This one is not challenging the law based on Second Amendment grounds, but rather based on the Supremacy Clause, and the Federal Aviation Administration Authorization Act (FAAAAAAAAAAA, or something like that, for short). How likely is success?
In February 2008, a unanimous United States Supreme Court struck down Maine’s directly analogous law regarding the delivery of cigarettes to Maine in Rowe v. New Hampshire Motor Transport. Rowe made clear that a state cannot interfere with a carrier’s rates, routes, or services, because Congress made an important decision to protect common carriers from a patchwork of state and local regulations burdening interstate commerce when it enacted the Federal Aviation Administration Authorization Act (FAAAA). The FAAAA specifically prohibits state and local governments from interfering with common carriers’ rates, routes, or services.
It would seem very likely, in this case, that this part of the California law is a violation of the FAAAA. But the state could still criminalize the receiving of ammunition via common carrier that the state considers to be a regulated product. The issue here would only be that the requirements that California imposes on Common Carriers is unconstitutional.

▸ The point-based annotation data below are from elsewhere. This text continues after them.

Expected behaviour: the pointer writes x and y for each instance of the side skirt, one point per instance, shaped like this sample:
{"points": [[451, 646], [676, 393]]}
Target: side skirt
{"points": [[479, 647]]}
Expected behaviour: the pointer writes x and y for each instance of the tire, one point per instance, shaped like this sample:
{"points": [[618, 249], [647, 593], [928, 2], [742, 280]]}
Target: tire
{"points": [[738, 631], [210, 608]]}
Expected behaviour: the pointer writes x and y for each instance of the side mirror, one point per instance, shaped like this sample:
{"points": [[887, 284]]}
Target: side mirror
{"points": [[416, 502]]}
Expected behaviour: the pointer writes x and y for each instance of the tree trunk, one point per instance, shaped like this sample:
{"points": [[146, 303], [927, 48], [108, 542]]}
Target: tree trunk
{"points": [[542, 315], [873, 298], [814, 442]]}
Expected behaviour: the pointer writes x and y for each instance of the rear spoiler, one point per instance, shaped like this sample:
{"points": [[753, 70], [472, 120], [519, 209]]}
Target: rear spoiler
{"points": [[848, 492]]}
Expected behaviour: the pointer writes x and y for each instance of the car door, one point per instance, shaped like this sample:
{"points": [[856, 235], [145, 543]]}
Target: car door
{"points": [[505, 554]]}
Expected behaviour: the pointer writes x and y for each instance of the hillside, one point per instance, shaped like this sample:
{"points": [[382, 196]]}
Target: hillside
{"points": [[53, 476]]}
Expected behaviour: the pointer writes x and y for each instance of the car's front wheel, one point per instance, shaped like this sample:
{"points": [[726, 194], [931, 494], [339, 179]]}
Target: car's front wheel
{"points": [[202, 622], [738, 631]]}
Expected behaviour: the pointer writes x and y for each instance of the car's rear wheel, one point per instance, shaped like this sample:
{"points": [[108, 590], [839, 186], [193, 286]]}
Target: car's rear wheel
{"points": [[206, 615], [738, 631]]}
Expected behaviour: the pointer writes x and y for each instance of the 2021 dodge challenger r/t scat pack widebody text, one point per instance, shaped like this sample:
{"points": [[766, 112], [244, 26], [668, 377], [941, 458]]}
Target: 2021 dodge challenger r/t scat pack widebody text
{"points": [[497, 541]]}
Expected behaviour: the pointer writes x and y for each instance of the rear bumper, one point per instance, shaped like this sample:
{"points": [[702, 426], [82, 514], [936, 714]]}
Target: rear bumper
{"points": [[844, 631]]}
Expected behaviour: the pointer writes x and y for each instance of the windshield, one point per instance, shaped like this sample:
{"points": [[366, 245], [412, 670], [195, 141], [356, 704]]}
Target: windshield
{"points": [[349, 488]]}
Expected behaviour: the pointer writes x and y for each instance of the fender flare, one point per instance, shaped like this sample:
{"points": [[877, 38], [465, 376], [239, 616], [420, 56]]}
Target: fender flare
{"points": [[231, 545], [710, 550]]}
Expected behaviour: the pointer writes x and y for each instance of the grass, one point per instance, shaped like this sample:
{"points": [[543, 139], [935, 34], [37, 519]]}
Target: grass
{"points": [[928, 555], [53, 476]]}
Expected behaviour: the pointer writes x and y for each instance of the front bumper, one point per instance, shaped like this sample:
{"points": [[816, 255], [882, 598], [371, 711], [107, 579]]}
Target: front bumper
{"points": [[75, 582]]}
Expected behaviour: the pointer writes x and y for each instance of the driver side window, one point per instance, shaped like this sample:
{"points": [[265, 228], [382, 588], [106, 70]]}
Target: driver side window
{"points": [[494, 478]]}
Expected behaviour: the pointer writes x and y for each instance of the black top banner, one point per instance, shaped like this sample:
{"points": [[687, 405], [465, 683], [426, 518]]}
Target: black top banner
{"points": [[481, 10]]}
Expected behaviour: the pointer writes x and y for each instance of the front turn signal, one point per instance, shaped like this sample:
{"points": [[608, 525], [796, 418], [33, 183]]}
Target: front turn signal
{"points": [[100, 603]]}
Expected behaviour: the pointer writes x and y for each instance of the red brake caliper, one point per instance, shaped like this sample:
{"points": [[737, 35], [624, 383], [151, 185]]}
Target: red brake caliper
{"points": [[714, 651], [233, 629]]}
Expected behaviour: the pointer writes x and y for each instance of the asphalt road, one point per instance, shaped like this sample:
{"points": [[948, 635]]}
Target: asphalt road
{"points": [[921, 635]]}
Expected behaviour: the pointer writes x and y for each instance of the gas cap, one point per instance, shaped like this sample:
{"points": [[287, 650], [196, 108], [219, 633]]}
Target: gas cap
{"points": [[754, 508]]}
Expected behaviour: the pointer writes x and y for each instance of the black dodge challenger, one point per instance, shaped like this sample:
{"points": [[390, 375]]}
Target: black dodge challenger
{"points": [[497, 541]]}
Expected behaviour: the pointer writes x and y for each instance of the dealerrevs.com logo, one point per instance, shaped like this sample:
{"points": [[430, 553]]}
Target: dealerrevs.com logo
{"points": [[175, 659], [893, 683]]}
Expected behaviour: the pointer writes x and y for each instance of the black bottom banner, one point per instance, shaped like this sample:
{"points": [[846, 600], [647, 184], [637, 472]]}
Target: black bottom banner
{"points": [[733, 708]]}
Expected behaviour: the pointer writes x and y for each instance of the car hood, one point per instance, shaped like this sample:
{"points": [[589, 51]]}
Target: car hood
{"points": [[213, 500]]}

You can find the complaint here. I am happy to see the Owner-Operator Independent Drivers Association, Inc on this lawsuit. It’s always seemed to me that it was a natural alliance. Truck drivers spend time traveling, often in seedy locations. Their need for personal protection is acute, and they are inhibited by the patchwork of onerous firearms regulations from exercising their rights.
I should also note that this will at least allow Californians to get some ammunition. The logical move, in the facts of this California ammunition law, is for Common Carriers to refuse to ship ammunition to anyone in California, rather than trying to sort out the good, bad and the ugly.